Pat Brisson, the agent for two of the top players available for the 2013 NHL Draft, recently was asked which of his two high profile clients -- defenseman Seth Jones of the Portland Winterhawks or Nathan MacKinnon of the Halifax Mooseheads -- would be selected first at the 2013 NHL Draft, to be held Sunday at Prudential Center in Newark, N.J. (3 p.m. ET; NBCSN, TSN).
"At this point, you could flip a coin," Brisson told NHL.com. "They're two great players and you don't find too many of them. The teams that will get them will be thrilled for years to come because I've seen a lot of young players come in over the years."
"These kids are at a level that is special," he said of Jones and MacKinnon. "The work ethic and wanting to be better.

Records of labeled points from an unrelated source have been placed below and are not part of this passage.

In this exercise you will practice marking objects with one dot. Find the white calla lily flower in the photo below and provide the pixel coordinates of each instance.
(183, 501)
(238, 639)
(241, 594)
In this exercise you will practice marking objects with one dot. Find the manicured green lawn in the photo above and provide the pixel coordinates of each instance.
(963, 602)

Whether it's a John Tavares, Sid Crosby, Jonathan Toews, Patrick Kane or Matt Duchene, they're all doing the little things right. MacKinnon and Jones want to get better and better."
Despite the fact the two play different positions, Brisson said he can point to one similarity.

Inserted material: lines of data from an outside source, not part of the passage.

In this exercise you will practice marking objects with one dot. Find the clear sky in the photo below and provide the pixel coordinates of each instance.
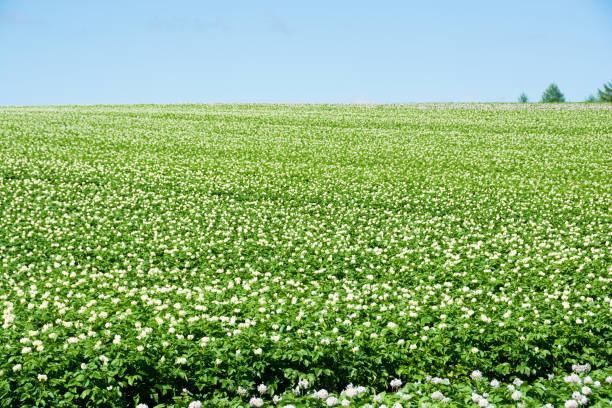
(89, 52)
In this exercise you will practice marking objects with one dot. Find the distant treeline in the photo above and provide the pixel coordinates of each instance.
(553, 94)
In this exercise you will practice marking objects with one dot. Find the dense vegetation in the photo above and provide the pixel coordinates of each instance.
(448, 255)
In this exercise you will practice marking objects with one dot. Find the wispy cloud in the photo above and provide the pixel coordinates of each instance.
(179, 23)
(21, 19)
(277, 24)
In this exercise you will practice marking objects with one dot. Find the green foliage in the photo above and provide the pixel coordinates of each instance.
(162, 255)
(552, 94)
(605, 95)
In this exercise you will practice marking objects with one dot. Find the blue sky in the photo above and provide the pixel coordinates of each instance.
(86, 52)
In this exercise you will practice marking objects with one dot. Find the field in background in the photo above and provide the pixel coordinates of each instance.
(169, 254)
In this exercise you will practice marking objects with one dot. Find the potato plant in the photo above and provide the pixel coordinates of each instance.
(306, 256)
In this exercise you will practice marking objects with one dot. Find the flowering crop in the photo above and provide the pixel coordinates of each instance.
(260, 255)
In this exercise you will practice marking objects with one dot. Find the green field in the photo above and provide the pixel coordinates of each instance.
(169, 254)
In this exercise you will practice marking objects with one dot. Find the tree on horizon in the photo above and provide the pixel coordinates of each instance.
(606, 94)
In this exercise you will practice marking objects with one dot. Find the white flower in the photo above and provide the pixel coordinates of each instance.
(331, 401)
(437, 395)
(571, 404)
(255, 402)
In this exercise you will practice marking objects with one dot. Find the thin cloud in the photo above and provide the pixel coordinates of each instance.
(180, 23)
(278, 25)
(21, 19)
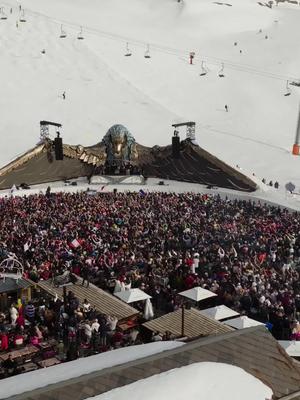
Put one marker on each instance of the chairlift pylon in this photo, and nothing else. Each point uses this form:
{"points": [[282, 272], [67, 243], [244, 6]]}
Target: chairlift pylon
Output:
{"points": [[22, 17], [288, 89], [221, 72], [128, 52], [203, 69], [62, 33], [147, 52], [80, 35], [2, 13]]}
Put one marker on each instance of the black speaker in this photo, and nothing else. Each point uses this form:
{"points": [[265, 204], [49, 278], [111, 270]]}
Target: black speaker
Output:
{"points": [[59, 154], [176, 146]]}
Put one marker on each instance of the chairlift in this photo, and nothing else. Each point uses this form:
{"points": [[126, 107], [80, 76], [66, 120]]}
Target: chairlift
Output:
{"points": [[147, 52], [128, 52], [221, 72], [203, 69], [80, 35], [3, 15], [22, 18], [288, 89], [62, 33]]}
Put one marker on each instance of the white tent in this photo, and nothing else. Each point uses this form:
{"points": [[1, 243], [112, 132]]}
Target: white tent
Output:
{"points": [[242, 322], [132, 295], [291, 347], [219, 312], [197, 294]]}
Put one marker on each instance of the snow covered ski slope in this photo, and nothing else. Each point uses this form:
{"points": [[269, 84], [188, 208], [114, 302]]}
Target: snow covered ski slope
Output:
{"points": [[104, 87]]}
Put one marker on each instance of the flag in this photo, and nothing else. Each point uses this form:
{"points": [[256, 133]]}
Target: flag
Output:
{"points": [[75, 243], [26, 247]]}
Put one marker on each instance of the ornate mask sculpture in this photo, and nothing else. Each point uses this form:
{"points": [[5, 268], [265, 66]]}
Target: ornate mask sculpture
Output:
{"points": [[120, 145]]}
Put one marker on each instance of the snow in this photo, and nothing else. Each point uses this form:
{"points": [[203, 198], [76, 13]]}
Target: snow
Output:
{"points": [[147, 95], [199, 381], [264, 194], [73, 369]]}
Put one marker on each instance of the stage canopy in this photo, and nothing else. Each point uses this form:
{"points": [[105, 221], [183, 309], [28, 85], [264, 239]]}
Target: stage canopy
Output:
{"points": [[242, 322], [197, 294], [132, 295], [219, 312]]}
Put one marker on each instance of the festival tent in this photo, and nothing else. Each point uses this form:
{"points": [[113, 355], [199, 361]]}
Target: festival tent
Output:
{"points": [[197, 294], [242, 322], [219, 312], [132, 295], [291, 347]]}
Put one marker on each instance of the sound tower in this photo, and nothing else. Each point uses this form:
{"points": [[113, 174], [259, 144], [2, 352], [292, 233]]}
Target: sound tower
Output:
{"points": [[176, 146], [59, 154]]}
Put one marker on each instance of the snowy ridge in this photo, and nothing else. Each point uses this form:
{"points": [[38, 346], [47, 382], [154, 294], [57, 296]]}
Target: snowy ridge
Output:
{"points": [[199, 381]]}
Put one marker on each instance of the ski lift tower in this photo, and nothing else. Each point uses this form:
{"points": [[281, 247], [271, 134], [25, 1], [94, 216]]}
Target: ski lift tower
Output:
{"points": [[296, 146], [190, 130], [45, 129]]}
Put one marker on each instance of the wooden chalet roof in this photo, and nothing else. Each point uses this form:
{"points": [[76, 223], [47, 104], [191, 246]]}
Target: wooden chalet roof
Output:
{"points": [[253, 349], [195, 324], [104, 302]]}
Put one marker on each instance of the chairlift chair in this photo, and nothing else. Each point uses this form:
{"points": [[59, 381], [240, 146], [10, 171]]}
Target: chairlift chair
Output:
{"points": [[22, 18], [221, 73], [62, 33], [288, 89], [203, 69], [128, 52], [3, 15], [80, 35], [147, 52]]}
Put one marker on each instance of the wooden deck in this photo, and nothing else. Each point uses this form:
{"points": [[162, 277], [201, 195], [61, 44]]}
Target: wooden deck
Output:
{"points": [[195, 324], [103, 302]]}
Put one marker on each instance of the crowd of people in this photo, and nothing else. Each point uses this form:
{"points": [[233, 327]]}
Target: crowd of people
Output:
{"points": [[247, 253]]}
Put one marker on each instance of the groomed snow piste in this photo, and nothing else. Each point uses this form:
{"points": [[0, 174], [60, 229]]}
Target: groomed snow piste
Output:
{"points": [[103, 87]]}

"They both compete so hard," he said. "I've know them both for three years now and they both have similar work ethics. I met Seth when he was 14 and he has the same competitiveness now as he had then. They are completely different players; one being a big defenseman with a right-handed shot [and] Nathan is a goal scorer and has tremendous speed."

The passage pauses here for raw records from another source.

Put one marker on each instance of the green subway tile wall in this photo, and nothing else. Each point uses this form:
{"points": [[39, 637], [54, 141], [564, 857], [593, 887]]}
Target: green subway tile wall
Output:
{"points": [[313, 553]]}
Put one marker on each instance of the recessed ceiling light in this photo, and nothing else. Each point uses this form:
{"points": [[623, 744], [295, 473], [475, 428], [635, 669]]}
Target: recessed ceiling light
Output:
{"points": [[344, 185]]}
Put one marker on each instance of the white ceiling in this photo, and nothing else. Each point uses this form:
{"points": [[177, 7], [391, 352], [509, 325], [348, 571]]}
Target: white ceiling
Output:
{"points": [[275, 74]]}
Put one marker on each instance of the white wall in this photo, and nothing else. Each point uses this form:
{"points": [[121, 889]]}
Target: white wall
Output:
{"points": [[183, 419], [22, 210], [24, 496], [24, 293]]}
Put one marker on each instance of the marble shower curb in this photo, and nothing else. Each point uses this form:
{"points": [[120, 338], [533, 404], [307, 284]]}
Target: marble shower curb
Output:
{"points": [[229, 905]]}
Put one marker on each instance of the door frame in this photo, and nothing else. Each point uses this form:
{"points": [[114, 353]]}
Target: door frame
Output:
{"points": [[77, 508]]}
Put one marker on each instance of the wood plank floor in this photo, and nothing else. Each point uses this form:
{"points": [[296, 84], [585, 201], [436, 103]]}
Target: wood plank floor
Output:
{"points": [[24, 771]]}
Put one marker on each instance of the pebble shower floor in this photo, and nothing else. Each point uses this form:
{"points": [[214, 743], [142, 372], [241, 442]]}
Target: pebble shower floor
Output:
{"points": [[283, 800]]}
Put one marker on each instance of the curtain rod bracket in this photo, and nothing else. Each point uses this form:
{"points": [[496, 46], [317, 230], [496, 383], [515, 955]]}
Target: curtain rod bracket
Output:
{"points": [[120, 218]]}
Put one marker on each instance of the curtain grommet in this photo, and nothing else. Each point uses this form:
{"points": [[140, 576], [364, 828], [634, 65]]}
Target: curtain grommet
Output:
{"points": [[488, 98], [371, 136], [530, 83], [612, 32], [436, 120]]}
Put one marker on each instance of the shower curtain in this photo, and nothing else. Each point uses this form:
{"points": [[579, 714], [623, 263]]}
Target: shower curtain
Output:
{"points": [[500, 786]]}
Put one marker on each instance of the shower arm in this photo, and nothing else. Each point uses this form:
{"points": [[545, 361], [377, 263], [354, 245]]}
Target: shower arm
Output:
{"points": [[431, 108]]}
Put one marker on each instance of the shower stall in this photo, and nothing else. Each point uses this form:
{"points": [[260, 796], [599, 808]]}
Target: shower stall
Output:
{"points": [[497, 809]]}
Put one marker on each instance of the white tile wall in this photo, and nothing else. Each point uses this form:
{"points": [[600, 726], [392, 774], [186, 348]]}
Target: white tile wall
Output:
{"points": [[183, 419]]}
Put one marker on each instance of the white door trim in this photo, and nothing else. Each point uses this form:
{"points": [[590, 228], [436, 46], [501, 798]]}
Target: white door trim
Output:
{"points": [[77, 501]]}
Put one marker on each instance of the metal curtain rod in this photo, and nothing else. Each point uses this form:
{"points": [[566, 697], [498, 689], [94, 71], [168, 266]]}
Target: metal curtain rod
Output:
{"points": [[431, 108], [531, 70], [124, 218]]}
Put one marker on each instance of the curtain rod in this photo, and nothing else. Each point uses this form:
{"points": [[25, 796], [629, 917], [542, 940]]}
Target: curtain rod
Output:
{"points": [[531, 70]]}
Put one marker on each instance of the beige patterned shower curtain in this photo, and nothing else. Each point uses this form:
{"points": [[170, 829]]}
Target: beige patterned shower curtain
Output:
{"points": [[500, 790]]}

Meanwhile, Allan Walsh, the agent for MacKinnon's talented teammate in Halifax, Jonathan Drouin, also said he is very excited to see where his client lands on draft day. Drouin is No. 3 on NHL Central Scouting's final ranking of North American skaters, behind Jones and MacKinnon.
"When it comes to on-ice vision and hockey sense, on-ice awareness and being able to make those passes, Jonathan has those special qualities," Walsh said. "Those are the few players who become elite in the game. I think that's what teams are seeing in Jonathan right now."
NHL.com asked Walsh if Drouin's draft stock might have increased when MacKinnon was sidelined 11 games with a lower-body injury in February. Drouin had 11 goals and 29 points without MacKinnon in the lineup, including nine multiple-point games.
"The injury to Nathan forced Jonathan to take his game to another level," Walsh said. "Most importantly, he assumed and took on the added pressure of now being the guy. No one wants to benefit from one's misfortune or injury, but he really grabbed the reigns. He had some of his most productive games all season during that period, and that opened up some eyes to how much upside he really has."